The whole time I’ve been here at Wakarusa, I’ve been trying to find a good balance between writing, documenting and photographing for nodepression.com, and releasing my party wrath. It wasn’t until last night, one night before the festival ended that I found that balance.
I started out the day by the river with some people Ive met, and when one of them passed out of drinking a box of Franzia we stacked stones on his body. I’m actually surprised he didn’t die, those stones weighed a lot, and we were not gentle. The stone structure collapsed on top of him numerous times, until eventually he woke up with a look of wonder and horror to about 80 pounds of rocks on his pelvic bones. It was fun though.

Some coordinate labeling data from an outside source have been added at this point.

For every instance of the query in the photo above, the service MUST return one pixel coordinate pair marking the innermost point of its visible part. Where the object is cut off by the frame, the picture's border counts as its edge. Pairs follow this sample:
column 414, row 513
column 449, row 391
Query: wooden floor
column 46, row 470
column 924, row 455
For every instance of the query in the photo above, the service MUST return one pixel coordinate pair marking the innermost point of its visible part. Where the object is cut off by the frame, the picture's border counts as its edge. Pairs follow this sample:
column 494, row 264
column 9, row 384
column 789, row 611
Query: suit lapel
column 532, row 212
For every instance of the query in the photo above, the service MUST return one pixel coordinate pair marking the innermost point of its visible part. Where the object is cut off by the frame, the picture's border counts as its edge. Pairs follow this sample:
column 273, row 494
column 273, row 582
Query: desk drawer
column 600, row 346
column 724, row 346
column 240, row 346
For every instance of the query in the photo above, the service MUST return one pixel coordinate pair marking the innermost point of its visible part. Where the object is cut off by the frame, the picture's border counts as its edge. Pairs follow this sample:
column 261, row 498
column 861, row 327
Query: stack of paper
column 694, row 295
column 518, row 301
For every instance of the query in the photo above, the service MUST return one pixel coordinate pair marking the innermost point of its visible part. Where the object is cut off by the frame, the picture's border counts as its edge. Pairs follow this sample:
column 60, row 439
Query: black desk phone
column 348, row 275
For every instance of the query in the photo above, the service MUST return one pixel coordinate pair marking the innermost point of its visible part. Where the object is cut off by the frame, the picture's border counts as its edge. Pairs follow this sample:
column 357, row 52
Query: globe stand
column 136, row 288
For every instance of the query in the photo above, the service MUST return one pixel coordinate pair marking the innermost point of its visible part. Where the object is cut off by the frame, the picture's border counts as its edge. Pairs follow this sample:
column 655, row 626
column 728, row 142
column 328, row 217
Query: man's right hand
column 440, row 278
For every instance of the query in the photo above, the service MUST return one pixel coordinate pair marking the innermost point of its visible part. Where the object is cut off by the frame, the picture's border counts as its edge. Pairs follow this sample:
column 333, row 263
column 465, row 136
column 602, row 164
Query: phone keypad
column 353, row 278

The perfect revitalizing escape we all needed from the immense crowds and heat, but I still hadn’t found a balance.
The crowd at Mumford and Sons went wild, kicking up a thick cloud of dust that froze in the air for about an hour. I watched as people around me cried, danced and sang to the beautiful lyrics of Mumford, and as I was in the photo pit I even found myself tearing up a little bit. Being that close to a band like Mumford allows you to see the strain their face while they sing, the beads of sweat on their forehead but more than anything you see the heart of this band, which is profound.
This is Sharon Jones just milliseconds before thrusting her hips to the side. That woman, aside from being hysterically funny, has the energy of a thousand Chihuahuas. There was not an inch of that stage that Sharon’s toes didn’t dance on. She was really fun to see.
I met up with my friend Kayla for Thievery Co. after putting everything tied to responsibility in my car; camera, computer, backpack and my shirt. We danced for the bulk of the show, retiring to the grass and lost ourselves in the stars. People were releasing flaming balloons into the air by the dozens. The balloons are made of thin paper, with an oil lantern in the bottom that heats the balloon upwards. As a result, new constellations were born in the sky, making it hard to differentiate stars and flying lanterns.
We checked out Big Gigantic, Kayla pushed her way through thousands of people, pulling me behind her. The crowd was insane, chaotic, frantic, happy. Everyone was dancing, but not normal dancing. It was the kind of hard dancing that people do when their is no one there to watch. I was still for a few minutes. Kayla was droppin it like it was hot. I was wrestling with the idea of getting my camera, to document what I was seeing. But then something happened. I said fuck it, “this is for me,” and I danced. I had finally found the balance.